Deploy model with tensorflow-serving

model_name="dummy_model_tfserv"
docker run --rm -p 8111:8501 --name "dc_${model_name}" -ti \
    --mount type=bind,source=$(realpath ./models/$model_name),target=/models/$model_name \
    -e MODEL_NAME=$model_name \
    -t tensorflow/serving:2.9.1

HTTP request

sample_data = {
    "dummy_1": [[2.0], [3.0]],
    "dummy_2": [[0.2], [0.3]],
    "dummy_3": [[0.1, 0.2, 0.3, 0.4], [0.4, 0.3, 0.2, 0.1]],
    "dummy_4": [[0.5, 0.6, 0.7, 0.8], [0.8, 0.7, 0.6, 0.5]],
}

sample_data_np = {
    k: np.array(v)
    for k, v in sample_data.items()
}

print("[DEBUG]", {k: (v.shape, v.dtype) for k, v in sample_data_np.items()})

# NOTE: This works
pred = model.predict(sample_data_np)
print(pred)
# ---

import requests

url = "http://localhost:8111/v1/models/dummy_model_tfserv:predict"

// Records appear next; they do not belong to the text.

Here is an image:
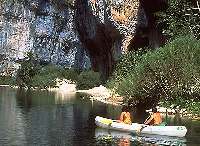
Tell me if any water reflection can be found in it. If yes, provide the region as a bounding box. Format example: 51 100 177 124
95 128 186 146
0 87 200 146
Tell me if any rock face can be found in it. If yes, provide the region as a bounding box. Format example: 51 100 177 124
75 0 167 77
0 0 166 79
75 0 138 78
128 0 167 50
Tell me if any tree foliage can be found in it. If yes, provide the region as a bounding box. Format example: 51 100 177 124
108 36 200 108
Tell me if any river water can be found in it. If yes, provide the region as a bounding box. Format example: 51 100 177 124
0 87 200 146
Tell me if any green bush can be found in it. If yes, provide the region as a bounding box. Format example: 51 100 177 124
109 36 200 108
77 70 102 89
0 76 16 86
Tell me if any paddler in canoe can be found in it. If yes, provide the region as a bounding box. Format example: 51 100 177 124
144 107 162 126
118 106 132 125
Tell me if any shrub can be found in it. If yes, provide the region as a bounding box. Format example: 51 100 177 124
109 36 200 108
77 70 102 89
0 76 16 85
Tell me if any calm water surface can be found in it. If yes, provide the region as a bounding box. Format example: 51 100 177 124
0 87 200 146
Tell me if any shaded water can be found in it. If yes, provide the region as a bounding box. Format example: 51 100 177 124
0 87 200 146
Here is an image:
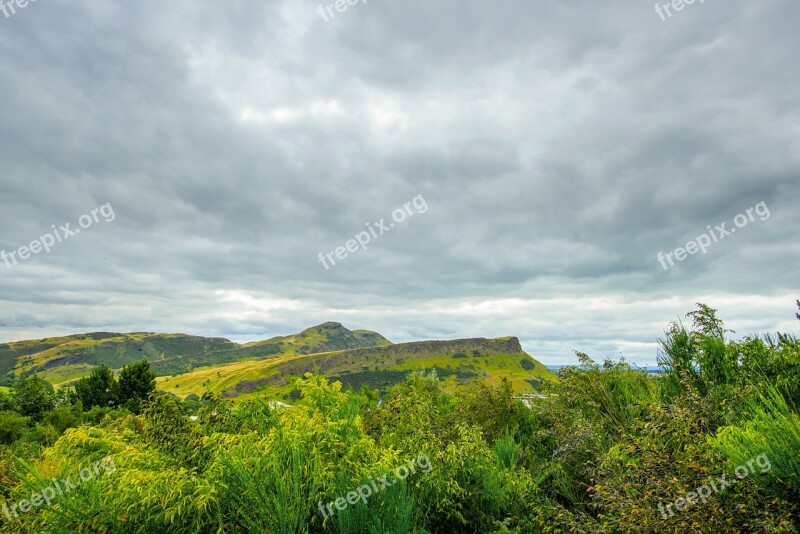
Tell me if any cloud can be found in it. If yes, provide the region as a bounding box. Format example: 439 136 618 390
0 0 800 363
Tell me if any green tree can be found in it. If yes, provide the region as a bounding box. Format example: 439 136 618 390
11 374 56 421
75 364 119 410
119 360 156 413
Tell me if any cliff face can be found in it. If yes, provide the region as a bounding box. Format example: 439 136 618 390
278 337 522 375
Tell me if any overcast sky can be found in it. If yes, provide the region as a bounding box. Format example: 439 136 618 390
0 0 800 365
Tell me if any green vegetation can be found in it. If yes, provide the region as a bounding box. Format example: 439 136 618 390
0 305 800 534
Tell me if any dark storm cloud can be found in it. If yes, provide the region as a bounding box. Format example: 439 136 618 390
0 0 800 363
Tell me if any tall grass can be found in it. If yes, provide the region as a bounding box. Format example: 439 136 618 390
709 383 800 501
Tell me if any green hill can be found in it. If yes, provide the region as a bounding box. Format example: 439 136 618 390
0 323 391 385
158 337 556 400
0 322 555 399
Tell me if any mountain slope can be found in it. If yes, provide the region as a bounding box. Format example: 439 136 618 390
0 323 391 385
158 337 556 399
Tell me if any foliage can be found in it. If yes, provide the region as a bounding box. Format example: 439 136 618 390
75 365 119 410
0 305 800 534
11 374 55 421
118 360 156 413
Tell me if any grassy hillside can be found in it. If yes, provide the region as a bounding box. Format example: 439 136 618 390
0 322 555 400
158 337 555 400
0 323 391 385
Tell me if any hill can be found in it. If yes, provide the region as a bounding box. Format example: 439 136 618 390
0 322 555 400
0 323 391 385
158 337 556 400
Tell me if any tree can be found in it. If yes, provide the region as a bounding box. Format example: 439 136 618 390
119 360 156 413
75 364 119 410
11 374 56 421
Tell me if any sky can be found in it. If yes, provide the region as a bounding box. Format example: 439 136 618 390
0 0 800 365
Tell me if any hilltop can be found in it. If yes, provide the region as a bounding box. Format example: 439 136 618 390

headers = {"content-type": "application/json"}

# NOTE: This gives the error mentioned in the issue description
res = requests.post(url, json={"inputs": sample_data}, headers=headers)
print(res.status_code)
print(res.json())
# ---

Tried with the different versions and found that this works with 2.9.3 and beyond but does not work with 2.9.2 and before. For now, closing this issue and it seems to be fixed.